Wednesday, January 20, 2010

Little bit 'o sad

I know that I already posted once today... but i got a whole nother thing to tell ya... and its depressing.. well it is to me at least.... and I totally and completely LIED when I said I was gonna be positive about this pregnancy form now on, cuz this aint positive.

So I had my ultrasound yesterday... and I was very excited about it... according to my l.m.p. my due date was Aug. 10, which would out me at 11 weeks. I really did not think that I was 11 weeks just because of all the negative pregnancy tests I got before I got a positive one. So I kinda expected to be set back a little in my due date... because I had this same EXACT thing happen with Payton. So I was absolutely not getting my hopes up that I was really 11 weeks along. So we get there, she starts doing the ultrasound and she is showing me all the stuff, the bladder, the uterus, all that stuff (which why on earth do they feel the need to show you, much less talk to you about pregnancy stuff when your on your 3rd child??? I always just wanna be like ya!! I totally know, I've carried, and birthed 2 children) anyways... so then she gets to the uterus and you dont see nothing... I know enough to know that you should see a baby of some sort. So she kinda starts to freak out.. but at the same time stay calm for my sake.
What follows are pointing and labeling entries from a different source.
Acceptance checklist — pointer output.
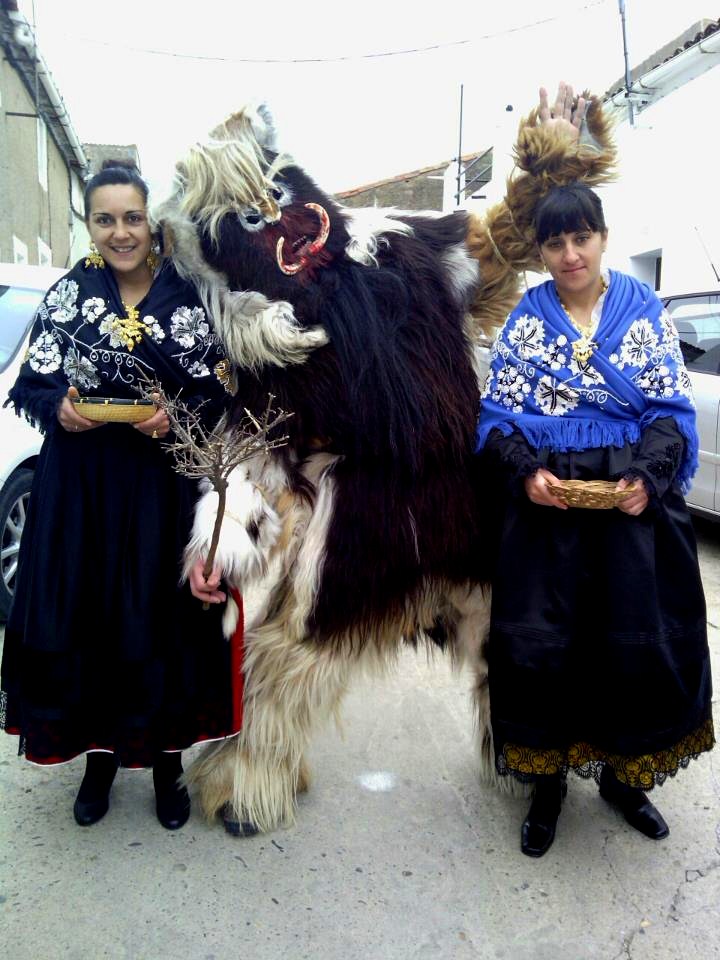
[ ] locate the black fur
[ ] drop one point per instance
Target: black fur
(393, 393)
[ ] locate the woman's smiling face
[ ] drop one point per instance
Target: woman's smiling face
(119, 227)
(573, 259)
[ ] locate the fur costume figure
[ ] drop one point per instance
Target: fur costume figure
(367, 529)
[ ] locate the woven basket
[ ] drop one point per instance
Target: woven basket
(111, 410)
(589, 494)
I could definitely tell she was worried about the situation. The first thing that came to my mind was an ectopic pregnancy. So I immediately started to get a little nervous and scared. She decided to do a vaginal ultrasound to see if she could see the baby a little better. So she leaves the room and says she is going to go get another nurse lady to come in and be in the room also and they stand outside the door talking loud and clear to where we can hear them... and im like ok... how bout we dont do that. Anyways... she does the ultrasound and you could see the egg sac and then finally a heart beat! My nerves and my worries went away. I measured at 6 weeks and 2 days... and my due date was pushed back to Sept. 12... which is ok.. that gives us another month to get things ready. But 6 weeks?? That about the worst time you could find out your pregnant cuz thats the absolute beginning and that makes for a loooong pregnancy!!! Not to mention that I am already gaining weight, and already have all these pregnancy things going on (that I talked about a few posts ago.) Like that stuff isnt supposed to start till the 3rd trimester!!!!!!!!!!!

Its been a little upsetting for me. Mostly because I have already had a long, drawn out pregnancy this 6 weeks... and the thought of 34 more weeks of it is very daunting and scary and frustrating! I am slowly coming around to the fact of it so keep me in your prayers. Its gonna be a long journey for us.